In my previous article (https://www.codemag.com/Article/1907021/Azure-Machine-Learning-Service), I discussed the Azure Machine Learning Service. The Azure Machine Learning Service is at the core of custom AI. But what really ties it together is the Azure Machine Learning workspace.

The process of AI involves working with lots of data, cleaning the data, writing and running experiments, publishing models, and finally collecting real-world data and improving your models. The machine learning workspace provides you and your co-workers with a collaborative environment where you can manage every aspect of your AI projects. You can also use role-based security to define roles within your teams, you can check historical runs, versions, logs etc., and you can even tie it to your Azure DevOps repos and fully automate this process via ML Ops.

In this article, I'll introduce you to all of these and more.

Provision an ML Workspace

Creating an ML workspace is extremely easy.

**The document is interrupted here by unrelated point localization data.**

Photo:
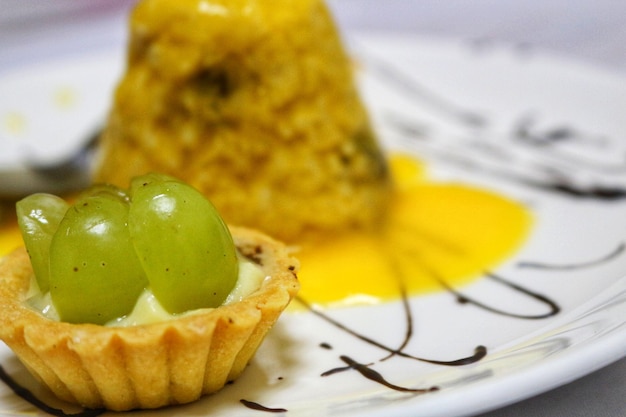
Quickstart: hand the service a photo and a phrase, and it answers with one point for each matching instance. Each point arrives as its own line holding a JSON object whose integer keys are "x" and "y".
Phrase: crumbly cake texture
{"x": 254, "y": 103}
{"x": 148, "y": 366}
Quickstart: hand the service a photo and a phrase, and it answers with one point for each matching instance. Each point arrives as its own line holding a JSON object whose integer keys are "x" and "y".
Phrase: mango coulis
{"x": 453, "y": 230}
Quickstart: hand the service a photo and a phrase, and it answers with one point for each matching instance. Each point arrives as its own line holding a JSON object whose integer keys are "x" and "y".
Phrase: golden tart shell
{"x": 153, "y": 365}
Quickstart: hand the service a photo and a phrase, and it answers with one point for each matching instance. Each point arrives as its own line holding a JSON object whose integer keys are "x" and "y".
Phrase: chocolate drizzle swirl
{"x": 256, "y": 406}
{"x": 619, "y": 250}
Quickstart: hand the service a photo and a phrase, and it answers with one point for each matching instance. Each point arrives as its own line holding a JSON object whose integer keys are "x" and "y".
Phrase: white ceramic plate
{"x": 538, "y": 129}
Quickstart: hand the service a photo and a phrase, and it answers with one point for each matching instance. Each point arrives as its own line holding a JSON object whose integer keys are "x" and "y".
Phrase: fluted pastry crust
{"x": 153, "y": 365}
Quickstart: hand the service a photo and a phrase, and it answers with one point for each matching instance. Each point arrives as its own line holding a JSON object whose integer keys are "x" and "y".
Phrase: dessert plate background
{"x": 539, "y": 129}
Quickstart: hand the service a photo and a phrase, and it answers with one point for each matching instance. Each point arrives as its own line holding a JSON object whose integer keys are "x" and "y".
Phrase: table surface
{"x": 591, "y": 30}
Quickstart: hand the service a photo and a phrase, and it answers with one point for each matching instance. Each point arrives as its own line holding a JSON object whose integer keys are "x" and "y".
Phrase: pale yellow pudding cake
{"x": 254, "y": 103}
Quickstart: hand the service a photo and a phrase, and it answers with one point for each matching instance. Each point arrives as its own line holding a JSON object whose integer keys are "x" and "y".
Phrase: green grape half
{"x": 95, "y": 275}
{"x": 38, "y": 217}
{"x": 182, "y": 242}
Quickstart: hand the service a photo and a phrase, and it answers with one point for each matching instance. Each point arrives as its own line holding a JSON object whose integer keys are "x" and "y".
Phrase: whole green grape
{"x": 183, "y": 244}
{"x": 38, "y": 217}
{"x": 95, "y": 275}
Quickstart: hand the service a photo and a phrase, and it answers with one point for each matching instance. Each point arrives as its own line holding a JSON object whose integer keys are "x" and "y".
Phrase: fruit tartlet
{"x": 96, "y": 350}
{"x": 254, "y": 103}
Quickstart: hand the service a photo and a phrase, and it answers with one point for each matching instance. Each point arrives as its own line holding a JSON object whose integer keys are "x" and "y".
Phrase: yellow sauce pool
{"x": 447, "y": 230}
{"x": 450, "y": 230}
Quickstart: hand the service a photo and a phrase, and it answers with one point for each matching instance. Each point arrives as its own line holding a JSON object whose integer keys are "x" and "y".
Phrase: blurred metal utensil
{"x": 69, "y": 174}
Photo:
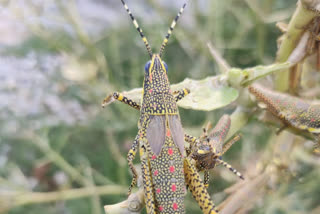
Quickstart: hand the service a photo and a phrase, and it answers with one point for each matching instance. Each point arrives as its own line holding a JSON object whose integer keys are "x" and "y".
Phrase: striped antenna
{"x": 173, "y": 24}
{"x": 228, "y": 166}
{"x": 134, "y": 21}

Log into portal.azure.com using an account with a valid Azure subscription, search for Machine Learning Service Workspace, and click on the Create button in the provided blade. You'll be asked to provide a name; for the purposes of this article, choose to create it in a new resource group. The names I picked were sahilWorkspace for the name of the workspace and ML for the name of the resource group. And in just about a minute or so, your Azure Machine Learning service is created.

You may also create an Azure Machine Learning service workspace using the Azure CLI. In order to do so, you first must install the Azure CLI machine learning extension using the command:

az extension add -n azure-cli-ml

You can then create an Azure Machine Learning workspace like this:

az group create -n ML -l eastUS
az ml workspace create -w sahilWorkspace -g ML

Once the workspace is created, you'll notice a number of newly created resources in your subscription, as can be seen in Figure 1.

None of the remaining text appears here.